あたしは逃げ出すときのためにも、キョロキョロとあたりを見回して敷地の様子を観察した。
建物は7階建てくらい。
出入り口には兵士が立っている。
後ろをチラッと振り返ってみる。
あたしはそのとき、ありえないものを見た。
「達治!?」
思わず声が出る。
自分の15人くらい後ろに達治がいたのだ。
小さい子どもはいないので、すごく目立っていた。
「た......達治、どうして!?」
あたしは兵士の目を盗んで、達治のそばまで移動した。
「姉ちゃん。怖いよ」
達治が小声であたしの手を握りしめた。
「バカだね。怖がりなのに、どうしてこんなこと」
達治はあたしのことが心配だったのか。
それとも城に連れて行かれて帰ってこない母親を思ってのことか。
馬車に忍び込んだんだろう。
やがて、噴水の前まで来てしまう。
「男は右!女は左だ!」
兵士が叫ぶ。
「この子はまだ子どもなんです。
間違って馬車に乗ってしまいました。返してあげて」
あたしは兵士に叫んだ。
「うるさい!男は右だ!」
兵士は達治の腕をつかむと右へと連れて行く。
「痛い!はなして。怖いよ」
達治が叫び声を上げた。
「達治。
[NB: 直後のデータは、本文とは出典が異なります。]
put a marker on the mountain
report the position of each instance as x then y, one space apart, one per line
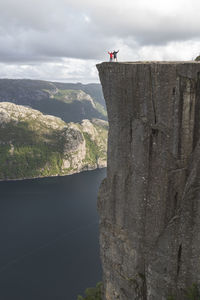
36 145
68 101
149 203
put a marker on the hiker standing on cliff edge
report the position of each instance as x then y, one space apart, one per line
115 55
111 55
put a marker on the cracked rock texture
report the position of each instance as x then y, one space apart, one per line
149 204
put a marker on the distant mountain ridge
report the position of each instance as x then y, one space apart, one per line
36 145
72 102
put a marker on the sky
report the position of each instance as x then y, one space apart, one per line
63 40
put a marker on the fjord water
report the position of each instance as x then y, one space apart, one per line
49 245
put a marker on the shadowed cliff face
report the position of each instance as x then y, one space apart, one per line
149 204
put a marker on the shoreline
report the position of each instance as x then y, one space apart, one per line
51 176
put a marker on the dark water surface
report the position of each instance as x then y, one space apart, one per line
49 237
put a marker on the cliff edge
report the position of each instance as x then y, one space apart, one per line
149 204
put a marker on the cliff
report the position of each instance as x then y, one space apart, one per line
37 145
149 204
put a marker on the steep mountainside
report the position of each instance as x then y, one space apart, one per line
36 145
149 203
71 102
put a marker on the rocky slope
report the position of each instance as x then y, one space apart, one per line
149 203
71 102
36 145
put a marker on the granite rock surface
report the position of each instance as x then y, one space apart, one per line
149 204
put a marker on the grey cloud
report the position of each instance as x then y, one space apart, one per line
49 30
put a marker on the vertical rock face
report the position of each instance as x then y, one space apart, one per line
149 204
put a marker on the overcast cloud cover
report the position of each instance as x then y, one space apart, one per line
62 40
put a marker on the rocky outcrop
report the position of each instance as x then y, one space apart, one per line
149 204
37 145
68 101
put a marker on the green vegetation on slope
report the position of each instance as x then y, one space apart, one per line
93 293
34 145
25 153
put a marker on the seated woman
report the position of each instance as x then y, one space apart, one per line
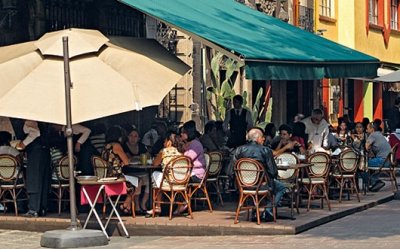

やめて、乱暴しないで」
あたしは必死に兵士においすがった。
「さわるな!これ以上、抵抗すればここで処刑する」
兵士はあたしにむけて、剣をふりあげた。
「やめて。姉ちゃん!」
達治が泣き叫ぶ。
「達治、きっと助けに行くから。我慢するんだよ」
あたしは地面にひれふして、兵士に無抵抗の意志を示した。
達治はふるえて、こちらを何度も振り返りながら、あたしから離れて行った。